BROWNFIELD, Maine — Fresh off a star turn on Ken Burns' standout "Country Music" documentary series on PBS, Country Music Hall of Famer Ricky Skaggs is bringing his six-piece Kentucky Thunder Band to the Stone Mountain Arts Center in Brownfield, Maine, for a sold-out Nov. 14 show.
A native of Kentucky and recognized master of the bluegrass mandolin (along with guitar, fiddle and banjo) since he was a child, Skaggs grew up playing on stage with such bluegrass luminaries as Bill Monroe, Flatt & Scruggs and Ralph Stanley.
In the 1980s, he turned his attention to country music, joining Emmylou Harris' band. In 1982, he became the youngest person ever inducted into the Grand Ole Opry.
Skaggs has earned 15 Grammy Awards, charted a dozen No. 1 Billboard singles, made 12 top country albums and last year was inducted into both the International Bluegrass Music Association and Country Music Halls of Fame.
Most recently, he performed on the 2018 CMA Awards alongside Keith Urban, Brad Paisley and Brothers Osborne.
Skaggs is currently on a national tour that takes him from South (Alabama, Florida, Tennessee) to North (Connecticut, Maine, Vermont) and just about every state in between.
And although the Brownfield show is sold out, $39 bleacher tickets are still available for his Friday, Nov. 15, show in Lyndonville, Vt., at Northern Vermont University.
The Sun caught up with him for a 10-minute phone interview on Wednesday from Nashville, where he frequently plays at the Ryman Auditorium.
Conway Daily Sun: "Has the 'Country Music' PBS series had a 'Ken Burns effect' on your career?"
Ricky Skaggs: Well, I do believe just the amount of TV time they devoted to me on that show, I think it's caused a lot of people to recognize me and to know more about my style of music. And I think it might have sold a few more tickets to my shows.
CDS: Speaking of shows, have you ever played at Stone Mountain Arts Center before?

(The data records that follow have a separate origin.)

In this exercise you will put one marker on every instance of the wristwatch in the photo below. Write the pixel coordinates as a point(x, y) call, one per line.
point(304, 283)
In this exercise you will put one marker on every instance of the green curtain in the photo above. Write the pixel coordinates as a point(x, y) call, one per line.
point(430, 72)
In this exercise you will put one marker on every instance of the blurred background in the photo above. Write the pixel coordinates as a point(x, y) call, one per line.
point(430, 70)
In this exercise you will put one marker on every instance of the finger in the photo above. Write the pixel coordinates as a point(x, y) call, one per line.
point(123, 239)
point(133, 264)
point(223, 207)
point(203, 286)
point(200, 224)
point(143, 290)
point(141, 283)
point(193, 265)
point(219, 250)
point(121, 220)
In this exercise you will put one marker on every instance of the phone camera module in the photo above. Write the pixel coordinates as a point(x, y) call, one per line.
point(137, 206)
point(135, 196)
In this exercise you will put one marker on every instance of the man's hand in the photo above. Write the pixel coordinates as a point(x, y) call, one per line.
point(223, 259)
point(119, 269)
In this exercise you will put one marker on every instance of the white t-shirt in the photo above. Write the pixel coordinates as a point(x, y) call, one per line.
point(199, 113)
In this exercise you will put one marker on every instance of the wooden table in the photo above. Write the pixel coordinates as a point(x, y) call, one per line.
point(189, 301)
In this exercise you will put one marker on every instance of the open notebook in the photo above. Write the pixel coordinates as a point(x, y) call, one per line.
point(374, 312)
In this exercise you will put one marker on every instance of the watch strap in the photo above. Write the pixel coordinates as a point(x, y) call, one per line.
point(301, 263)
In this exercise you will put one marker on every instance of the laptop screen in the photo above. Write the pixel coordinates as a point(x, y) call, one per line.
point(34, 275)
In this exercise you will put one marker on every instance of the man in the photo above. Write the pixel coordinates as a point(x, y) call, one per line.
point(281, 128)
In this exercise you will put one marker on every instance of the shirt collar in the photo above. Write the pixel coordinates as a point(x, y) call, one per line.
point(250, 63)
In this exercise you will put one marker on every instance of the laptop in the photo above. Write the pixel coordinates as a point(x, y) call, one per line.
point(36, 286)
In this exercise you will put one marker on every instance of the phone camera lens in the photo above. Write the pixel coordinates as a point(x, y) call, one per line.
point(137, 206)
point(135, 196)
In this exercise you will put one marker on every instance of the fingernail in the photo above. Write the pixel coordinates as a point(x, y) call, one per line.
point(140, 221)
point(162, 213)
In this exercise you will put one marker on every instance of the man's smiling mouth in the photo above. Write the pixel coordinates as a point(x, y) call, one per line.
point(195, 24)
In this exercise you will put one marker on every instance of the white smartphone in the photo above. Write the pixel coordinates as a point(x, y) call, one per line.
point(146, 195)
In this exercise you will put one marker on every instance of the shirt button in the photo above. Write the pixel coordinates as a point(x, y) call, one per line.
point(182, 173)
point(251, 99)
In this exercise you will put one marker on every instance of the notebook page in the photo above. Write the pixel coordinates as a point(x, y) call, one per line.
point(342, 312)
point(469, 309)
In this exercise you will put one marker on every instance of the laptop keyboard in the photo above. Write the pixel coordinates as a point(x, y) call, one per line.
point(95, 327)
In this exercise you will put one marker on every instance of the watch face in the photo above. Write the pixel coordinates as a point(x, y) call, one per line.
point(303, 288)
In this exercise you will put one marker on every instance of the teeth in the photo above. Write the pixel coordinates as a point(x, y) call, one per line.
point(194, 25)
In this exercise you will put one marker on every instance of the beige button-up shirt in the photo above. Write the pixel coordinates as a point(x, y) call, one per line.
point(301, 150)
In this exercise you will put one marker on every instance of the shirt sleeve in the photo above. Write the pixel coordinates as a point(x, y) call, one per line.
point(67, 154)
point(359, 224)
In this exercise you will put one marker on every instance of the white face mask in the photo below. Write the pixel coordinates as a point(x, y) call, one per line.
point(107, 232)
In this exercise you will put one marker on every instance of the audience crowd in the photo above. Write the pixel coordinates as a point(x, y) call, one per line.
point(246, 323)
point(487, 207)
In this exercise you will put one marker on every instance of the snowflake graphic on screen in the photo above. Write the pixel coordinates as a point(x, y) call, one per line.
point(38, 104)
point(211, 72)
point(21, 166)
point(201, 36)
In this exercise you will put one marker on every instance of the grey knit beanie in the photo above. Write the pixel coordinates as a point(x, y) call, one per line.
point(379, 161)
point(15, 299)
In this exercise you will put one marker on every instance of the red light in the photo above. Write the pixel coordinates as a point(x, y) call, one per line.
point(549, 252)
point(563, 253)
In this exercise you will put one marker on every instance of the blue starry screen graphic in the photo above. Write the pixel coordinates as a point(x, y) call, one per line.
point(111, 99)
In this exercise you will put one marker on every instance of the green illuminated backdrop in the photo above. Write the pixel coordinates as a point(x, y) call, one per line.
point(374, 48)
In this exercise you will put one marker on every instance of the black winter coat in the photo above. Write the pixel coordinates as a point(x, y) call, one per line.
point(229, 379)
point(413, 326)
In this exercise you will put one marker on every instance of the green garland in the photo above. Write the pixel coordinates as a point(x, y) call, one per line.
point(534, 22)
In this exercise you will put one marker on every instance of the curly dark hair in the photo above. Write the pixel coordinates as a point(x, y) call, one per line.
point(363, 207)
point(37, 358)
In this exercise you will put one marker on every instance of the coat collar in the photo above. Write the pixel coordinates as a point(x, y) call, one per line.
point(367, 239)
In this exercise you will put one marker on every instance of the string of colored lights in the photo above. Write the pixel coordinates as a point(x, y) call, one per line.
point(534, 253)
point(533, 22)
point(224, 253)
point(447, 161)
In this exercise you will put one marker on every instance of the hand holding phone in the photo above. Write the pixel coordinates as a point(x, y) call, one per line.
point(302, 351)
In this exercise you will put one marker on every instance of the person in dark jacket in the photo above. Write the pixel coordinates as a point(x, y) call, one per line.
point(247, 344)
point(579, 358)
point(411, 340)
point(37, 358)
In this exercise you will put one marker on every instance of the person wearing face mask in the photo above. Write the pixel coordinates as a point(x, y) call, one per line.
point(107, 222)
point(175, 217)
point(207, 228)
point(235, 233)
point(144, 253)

RS: Oh yes. It's one of my favorite places to play. It's always jampacked with crazy screaming music fans.
CDS: So, where is home for you (though you tour so much, maybe you don't even remember where that is)?
RS: I have to remember — it's where I keep all my guitars and mandolins. I live in the Nashville area.

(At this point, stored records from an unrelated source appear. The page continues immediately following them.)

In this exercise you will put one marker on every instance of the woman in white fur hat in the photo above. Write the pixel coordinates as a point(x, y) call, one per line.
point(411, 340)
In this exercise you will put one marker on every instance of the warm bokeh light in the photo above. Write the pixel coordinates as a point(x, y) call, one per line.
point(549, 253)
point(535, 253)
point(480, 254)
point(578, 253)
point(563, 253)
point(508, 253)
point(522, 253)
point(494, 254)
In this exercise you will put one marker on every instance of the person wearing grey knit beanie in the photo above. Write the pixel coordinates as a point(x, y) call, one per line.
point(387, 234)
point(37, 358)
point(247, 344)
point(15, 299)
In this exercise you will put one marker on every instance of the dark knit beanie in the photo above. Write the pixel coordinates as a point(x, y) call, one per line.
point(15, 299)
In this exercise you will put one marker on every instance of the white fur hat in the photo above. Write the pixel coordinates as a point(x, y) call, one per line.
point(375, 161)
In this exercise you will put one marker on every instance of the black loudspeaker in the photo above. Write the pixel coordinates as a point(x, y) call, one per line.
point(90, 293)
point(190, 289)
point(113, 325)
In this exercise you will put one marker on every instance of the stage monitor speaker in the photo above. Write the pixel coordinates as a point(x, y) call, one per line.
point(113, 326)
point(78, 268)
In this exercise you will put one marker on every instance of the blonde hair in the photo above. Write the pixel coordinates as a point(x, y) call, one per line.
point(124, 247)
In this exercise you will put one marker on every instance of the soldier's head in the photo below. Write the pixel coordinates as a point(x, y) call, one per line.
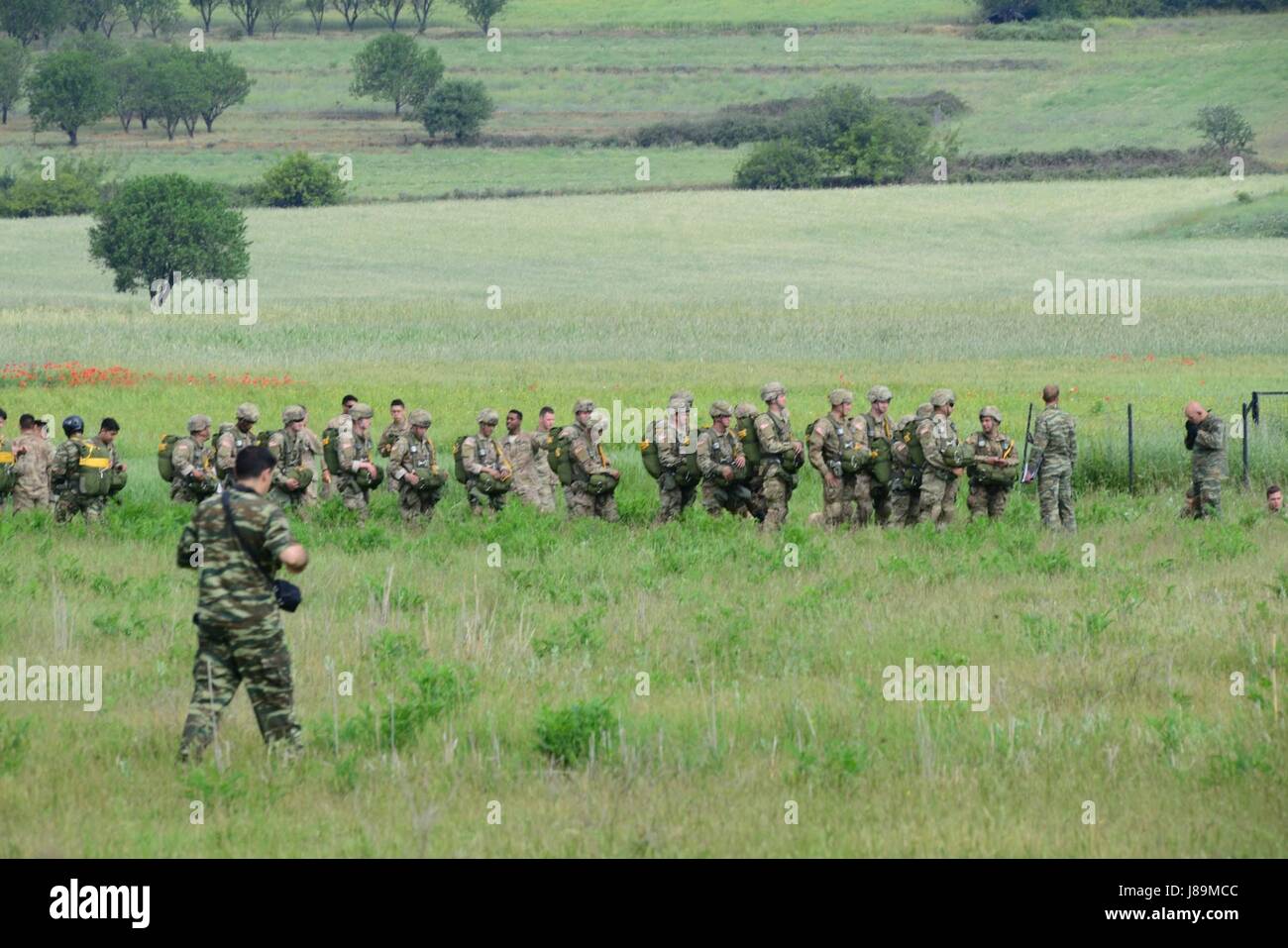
point(254, 468)
point(107, 430)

CDS: Would you consider yourself to be a bluegrass artist or a country artist?
RS: Yes, I'm guilty of all of that. You know, I started out in bluegrass, it was my first language. And it wasn't until I moved to Nashville in 1980 that I started my country music career. But I never disassociated from my roots — I kept that lifeline in the music. I never unplugged that passion for bluegrass and love for tradition.
There was a time in the '80s, that "Urban Cowboy" phase, where country sort of took a modern turn. And I felt I needed to bring some semblance of tradition, to blend it, to mix it with bluegrass.
CDS: Do you think bluegrass is finally having its moment?
RS: Absolutely, there has been a resurgence of bluegrass — more than ever in my lifetime. And there's a lot of young ladies coming up in bluegrass, which is really nice to see. The great Alison Krauss has played a large role in that.
CDS: The mandolin has such a beautiful sound. Do you ever want to bust out of your genre, and do a classical album, for example?
RS: There are some beautiful arrangements for the mandolin, and we have actually played with many symphony orchestras: The Boston Pops, the Atlanta Symphony, Dayton, the Utah Symphony in Park City ... You know it's great to see these six-figure-earning classical players that have studied all their lives, for them to see my fiddle player taking a solo. It completely blows their minds.
CDS: Anything else you would to share with our readers? Are you working on a new album?
RS: We are, and it's going to be a live album. Going back to the band, I have to say this is one of the best configurations of Kentucky Thunder since I started it in 1996 (the year Mr. Monroe passed away). We're recording most of it on the Pro Tools digital audio system, and plan to take the best of our performances and put it on the album.